De manière générale lorsque Anna Lebedev critique la sociologie des mouvements sociaux au regard de son désintérêt pour les liens du proche et de sa surévaluation des concepts de civisme, de prise de conscience d’intérêts ou de projets généraux (tous aspects relevant finalement du cognitif), elle passe à côté d’une vaste littérature sur le sujet mettant en avant les processus émotionnels et relationnels rendant compte de l’émergence et du développement des mouvements sociaux [2], ainsi que les micro-expériences d’interactions inscrites dans le quotidien pouvant conduire à des mobilisations collectives [3].
Une sollicitude peu émancipatrice
Est également évacuée la question de l’empowerment collectif, qui n’est pas celle de l’autonomie individuelle ou de la rupture des liens d’attachement personnels, mais celle de l’acquisition, dans la dynamique de la mobilisation, d’un sens de détenir un certain pouvoir d’agir collectivement sur l’ordre des choses. Or l’activité des Mères de soldats maintient les requérants dans leur situation de « petits » et, si les « petits » font parfois l’objet d’un partage du savoir (notamment juridique) et d’une sollicitude (care) [4] de la part d’experts ou de mères, ils ne sont guère considérés comme porteurs d’un « pouvoir faire ensemble ». Les Comités des mères de soldats évitent d’ailleurs soigneusement les mobilisations de rue depuis les manifestations peu suivies qu’ils avaient organisées contre la première guerre en Tchétchénie, fin 2004.

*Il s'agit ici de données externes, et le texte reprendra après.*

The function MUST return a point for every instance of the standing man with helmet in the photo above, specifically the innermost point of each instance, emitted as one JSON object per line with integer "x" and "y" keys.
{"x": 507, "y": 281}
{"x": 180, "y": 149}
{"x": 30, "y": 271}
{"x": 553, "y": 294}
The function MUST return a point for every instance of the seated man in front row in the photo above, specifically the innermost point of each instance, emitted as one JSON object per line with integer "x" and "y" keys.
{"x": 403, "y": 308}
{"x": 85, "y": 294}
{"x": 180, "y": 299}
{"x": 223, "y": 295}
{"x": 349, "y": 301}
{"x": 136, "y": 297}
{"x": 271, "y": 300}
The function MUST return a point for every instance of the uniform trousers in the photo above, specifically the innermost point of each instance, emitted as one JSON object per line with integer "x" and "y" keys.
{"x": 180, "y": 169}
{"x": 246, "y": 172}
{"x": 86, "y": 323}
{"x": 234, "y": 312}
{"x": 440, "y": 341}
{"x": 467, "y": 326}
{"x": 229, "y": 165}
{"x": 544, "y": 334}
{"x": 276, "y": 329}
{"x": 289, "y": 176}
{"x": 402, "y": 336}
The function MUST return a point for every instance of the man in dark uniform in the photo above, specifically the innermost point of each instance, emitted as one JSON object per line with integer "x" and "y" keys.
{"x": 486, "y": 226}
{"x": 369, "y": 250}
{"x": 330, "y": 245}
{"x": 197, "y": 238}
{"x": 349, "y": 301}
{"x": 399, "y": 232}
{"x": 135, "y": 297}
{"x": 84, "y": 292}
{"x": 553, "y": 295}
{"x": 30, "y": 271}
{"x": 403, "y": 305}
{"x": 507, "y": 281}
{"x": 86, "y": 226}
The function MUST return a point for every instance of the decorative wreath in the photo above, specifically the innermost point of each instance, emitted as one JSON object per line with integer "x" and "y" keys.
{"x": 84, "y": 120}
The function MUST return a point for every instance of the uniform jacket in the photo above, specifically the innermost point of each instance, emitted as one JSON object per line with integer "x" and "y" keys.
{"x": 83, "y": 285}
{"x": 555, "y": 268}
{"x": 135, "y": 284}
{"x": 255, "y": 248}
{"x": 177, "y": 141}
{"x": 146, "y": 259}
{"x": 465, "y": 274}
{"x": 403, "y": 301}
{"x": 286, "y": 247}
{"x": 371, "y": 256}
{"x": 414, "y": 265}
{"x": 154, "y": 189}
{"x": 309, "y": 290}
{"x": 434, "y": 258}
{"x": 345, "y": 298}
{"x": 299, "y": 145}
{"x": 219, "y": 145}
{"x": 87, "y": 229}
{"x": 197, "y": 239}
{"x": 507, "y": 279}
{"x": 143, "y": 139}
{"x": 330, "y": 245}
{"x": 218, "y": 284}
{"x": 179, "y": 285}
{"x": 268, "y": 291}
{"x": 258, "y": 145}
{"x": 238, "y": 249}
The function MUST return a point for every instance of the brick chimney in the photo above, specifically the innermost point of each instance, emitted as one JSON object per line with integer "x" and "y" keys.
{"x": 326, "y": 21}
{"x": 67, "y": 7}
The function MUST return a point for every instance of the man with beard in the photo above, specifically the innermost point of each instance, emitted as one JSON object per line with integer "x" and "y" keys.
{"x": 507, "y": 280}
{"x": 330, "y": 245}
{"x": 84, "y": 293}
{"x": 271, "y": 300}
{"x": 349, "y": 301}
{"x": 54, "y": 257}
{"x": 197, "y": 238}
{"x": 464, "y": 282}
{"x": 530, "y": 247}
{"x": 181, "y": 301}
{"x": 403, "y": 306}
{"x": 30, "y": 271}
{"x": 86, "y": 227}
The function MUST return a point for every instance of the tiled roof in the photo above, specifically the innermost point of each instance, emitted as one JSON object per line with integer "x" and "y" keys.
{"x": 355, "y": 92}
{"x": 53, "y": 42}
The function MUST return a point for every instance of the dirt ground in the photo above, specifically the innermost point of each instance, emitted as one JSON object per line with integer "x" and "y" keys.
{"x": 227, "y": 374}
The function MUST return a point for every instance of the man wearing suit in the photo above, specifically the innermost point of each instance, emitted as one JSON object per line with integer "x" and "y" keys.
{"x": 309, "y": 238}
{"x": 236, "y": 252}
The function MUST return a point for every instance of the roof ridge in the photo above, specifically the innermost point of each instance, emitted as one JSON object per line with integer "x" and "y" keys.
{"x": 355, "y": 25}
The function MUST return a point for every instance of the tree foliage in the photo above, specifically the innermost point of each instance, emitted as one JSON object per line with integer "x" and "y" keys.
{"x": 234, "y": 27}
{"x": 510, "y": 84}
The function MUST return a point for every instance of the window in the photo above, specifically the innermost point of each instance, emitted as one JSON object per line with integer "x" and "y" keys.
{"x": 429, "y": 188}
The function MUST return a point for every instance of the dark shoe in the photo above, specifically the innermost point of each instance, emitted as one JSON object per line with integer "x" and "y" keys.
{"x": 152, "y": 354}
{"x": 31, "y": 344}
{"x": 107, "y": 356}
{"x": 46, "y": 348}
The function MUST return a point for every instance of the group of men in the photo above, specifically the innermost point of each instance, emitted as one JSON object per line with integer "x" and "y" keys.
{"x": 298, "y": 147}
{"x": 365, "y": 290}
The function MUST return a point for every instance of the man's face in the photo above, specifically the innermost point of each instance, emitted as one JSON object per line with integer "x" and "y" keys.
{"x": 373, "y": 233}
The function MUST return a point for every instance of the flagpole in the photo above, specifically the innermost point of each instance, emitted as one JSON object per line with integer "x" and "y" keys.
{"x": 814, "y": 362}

Nous conclurons donc en déclarant impropre la qualification des Mères de soldats de mouvement social. Il s’agit bien d’une ONG, plus profondément enracinée que beaucoup d’autres dans la société et la culture russes, mais non porteuse de mouvement social et peu capable d’agir en faveur de transformations sociales ou politiques [5] (Daucé, 2010). Il est dommage que l’ouvrage d’Anna Lebedev, malgré toute la richesse de son analyse, apporte de l’eau au moulin des chercheurs – trop nombreux, notamment sur le terrain de l’ex-espace soviétique – confondant floraison des ONG et développement des mouvements sociaux et mobilisations collectives [6].